简体   繁体   中英

Lexicographical sorting for non-ascii characters

I have done lexicographical sorting for ascii characters by the following code:

std::ifstream infile;
std::string line, new_line;
std::vector<std::string> v;
while(std::getline(infile, line))
            {
                // If line is empty, ignore it
                if(line.empty())
                    continue;
                new_line = line + "\n";
                // Line contains string of length > 0 then save it in vector
                if(new_line.size() > 0)
                    v.push_back(new_line);
            }   
sort(v.begin(), v.end());

The result should be: a aahr abyutrw bb bhehjr cgh cuttrew....
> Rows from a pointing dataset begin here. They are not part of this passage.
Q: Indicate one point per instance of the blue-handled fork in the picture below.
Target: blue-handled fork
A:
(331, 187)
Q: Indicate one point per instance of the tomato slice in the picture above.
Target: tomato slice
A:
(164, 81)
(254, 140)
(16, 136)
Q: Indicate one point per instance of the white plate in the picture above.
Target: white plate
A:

But I don't know how to do Lexicographical sorting for both ascii and non-ascii characters in the order like this: a A À Á Ã brg Baq ckrwg CkfgF d Dgrn... Please tell me how to write code for it. Thank you!

The OP didn't but I find it worth to mention: Speaking about non-ASCII characters, the encoding should be considered as well.

The Absolute Minimum Every Software Developer Absolutely, Positively Must Know About Unicode and Character Sets (No Excuses!)

Characters like À, Á, and  are not part of the 7 bit ASCII but were considered in a variety of 8 bit encodings like eg Windows 1252 . Thereby, it's not granted that a certain character (which is not part of ASCII) has the same code point (ie number) in any encoding. (Most of the characters have no number in most encodings.)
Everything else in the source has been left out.